Microsoft has recently issued an urgent alert regarding a substantial botnet network identified as Quad7, also referred to as 7777. This network, believed to be operated by Chinese hackers, is increasingly involved in global cyberattacks.
According to a report from TechRadar, the hacker group known as Storm-0940 is exploiting the Quad7 botnet to execute Password Spraying attacks. This method involves attempting to guess user passwords, aiming to infiltrate various systems. The targets of Storm-0940 include government agencies, consulting firms, non-governmental organizations, legal professionals, and defense contractors.
Microsoft describes the tactics employed by Storm-0940 as sophisticated, highlighting their use of what is termed “trickle-down” attacks.
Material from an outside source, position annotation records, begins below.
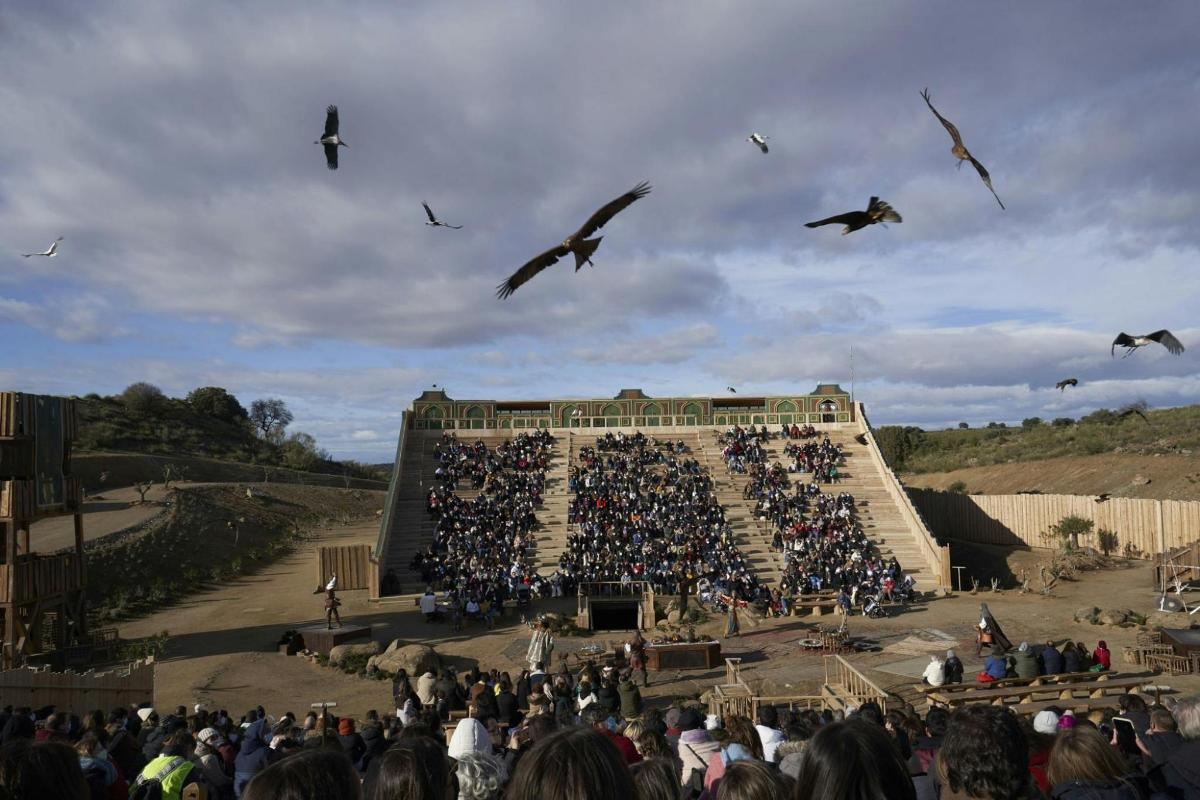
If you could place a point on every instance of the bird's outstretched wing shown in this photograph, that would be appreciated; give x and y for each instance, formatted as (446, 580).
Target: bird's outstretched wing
(949, 126)
(1167, 340)
(840, 220)
(535, 265)
(985, 178)
(882, 211)
(610, 210)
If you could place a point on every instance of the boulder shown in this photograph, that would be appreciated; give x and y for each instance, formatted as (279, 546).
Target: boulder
(1113, 617)
(414, 659)
(343, 651)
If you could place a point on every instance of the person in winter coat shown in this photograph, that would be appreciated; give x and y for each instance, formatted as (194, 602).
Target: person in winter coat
(630, 698)
(1085, 767)
(216, 771)
(953, 668)
(253, 756)
(1025, 663)
(1050, 660)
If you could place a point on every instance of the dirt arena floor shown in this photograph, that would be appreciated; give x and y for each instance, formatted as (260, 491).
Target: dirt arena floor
(221, 648)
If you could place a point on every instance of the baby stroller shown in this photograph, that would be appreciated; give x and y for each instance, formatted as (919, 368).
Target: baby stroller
(873, 608)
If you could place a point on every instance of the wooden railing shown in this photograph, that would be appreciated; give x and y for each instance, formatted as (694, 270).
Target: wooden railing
(937, 557)
(40, 576)
(852, 684)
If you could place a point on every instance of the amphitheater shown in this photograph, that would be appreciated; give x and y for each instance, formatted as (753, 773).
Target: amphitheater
(887, 515)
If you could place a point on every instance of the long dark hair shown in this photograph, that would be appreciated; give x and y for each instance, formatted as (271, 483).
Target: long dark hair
(319, 773)
(852, 761)
(598, 770)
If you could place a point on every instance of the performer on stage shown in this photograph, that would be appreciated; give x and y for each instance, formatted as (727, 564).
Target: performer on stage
(331, 603)
(989, 633)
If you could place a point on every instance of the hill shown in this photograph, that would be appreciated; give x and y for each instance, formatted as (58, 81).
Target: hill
(1170, 432)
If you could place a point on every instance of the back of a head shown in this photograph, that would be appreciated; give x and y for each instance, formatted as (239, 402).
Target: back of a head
(413, 769)
(655, 779)
(48, 769)
(318, 773)
(575, 763)
(984, 753)
(1081, 753)
(852, 761)
(751, 781)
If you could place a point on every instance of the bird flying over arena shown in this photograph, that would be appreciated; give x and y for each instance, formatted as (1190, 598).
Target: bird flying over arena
(433, 221)
(49, 252)
(576, 242)
(876, 211)
(1132, 343)
(960, 150)
(330, 138)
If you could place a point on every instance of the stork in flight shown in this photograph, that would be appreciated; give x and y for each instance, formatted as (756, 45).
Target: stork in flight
(576, 242)
(1132, 343)
(433, 221)
(960, 150)
(49, 252)
(876, 211)
(330, 138)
This strategy involves making only one login attempt per account each day to evade detection. Once a password is successfully guessed, the group quickly moves to take control of the compromised systems.
Quad7 was initially discovered in late September 2024, originally targeting TP-Link routers. However, its scope has since broadened to include a range of devices like ASUS, Zyxel, Ruckus routers, and Axentra servers.
Experts note that Quad7 employs customized malware to launch attacks tailored to specific device types, with each category being vulnerable to a different variant of the malware, known as a ‘cluster.’
In light of these developments, Microsoft urges users to remain vigilant and implement the necessary security measures to safeguard their accounts and devices against potential Quad7 attacks.